1. If a commit notification would be longer than 510 bytes, we omit the filenames list. An empty filenames list is to be interpreted by filtering software as “may touch any file in the project”.

2. Then…we just ship it. If the IRC server truncates it at 510 bytes, so be it. Humans watching the commit stream won’t need more than that to put the commit in context (especially not for projects which use git’s first-line-is-a-summary convention) and the hypothetical statistics-gathering bots won’t understand natural language well enough to care that it’s truncated.

This is how you keep things simple. And that is how you prevent your projects from collapsing under complexity.

I wrote irkerd to accomplish two things: (1) Light a fire under the CIA salvage crew, attempting to speed up their success, and (2) provide a viable alternative in case they didn’t succeed. To this I now add (3) illustrate what healthy minimalism in software design looks like. Antoine de St-Exupéry said it best: Perfection (in the design of software, as well as his airplanes) is achieved not when there is nothing more to add, but rather when there is nothing more to take away.

Accordingly, note the nonexistence of irkerd configuration options and the complete absence of anything resembling a control dotfile. I even, quite deliberately, omitted the usual option to change the port that irker listens on. Because if you think you need an option like that, you actually have a problem you need to solve at your firewall.

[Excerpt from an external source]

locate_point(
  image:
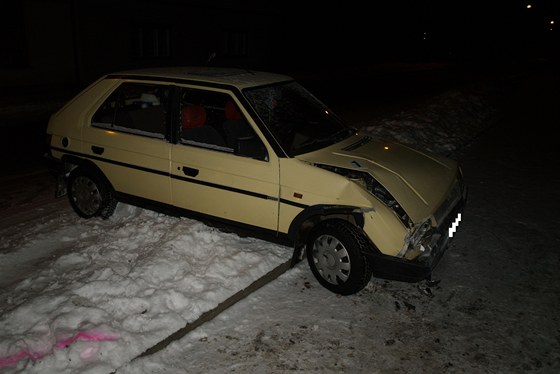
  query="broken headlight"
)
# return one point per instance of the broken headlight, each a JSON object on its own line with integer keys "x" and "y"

But releasing irkerd, of course, is not the end of the story. For it to do any good, instances of the daemon and its repo hook will need to be running and documented at sites like SourceForge, GitHub, Gitorious, Gna, and Savannah. As I noted at the beginning of this essay, I expect pushing the deployment along will eat up a lot of my time in the near future – probably more time than it took to write and test the code. These forge sites are all chronically understaffed and have long issue backlogs.

Still, at least we now have a simple and robust design, and working code. And – this can’t be emphasized enough – single-site outages will no longer be fatal. If there’s one thing the history of the Internet should have taught us, it’s that you get robust and scalable services not by centralizing but by distributing them. It’s too bad the designer of CIA never internalized that lesson, and there can be no better finish to this tale of failure than by reinforcing it.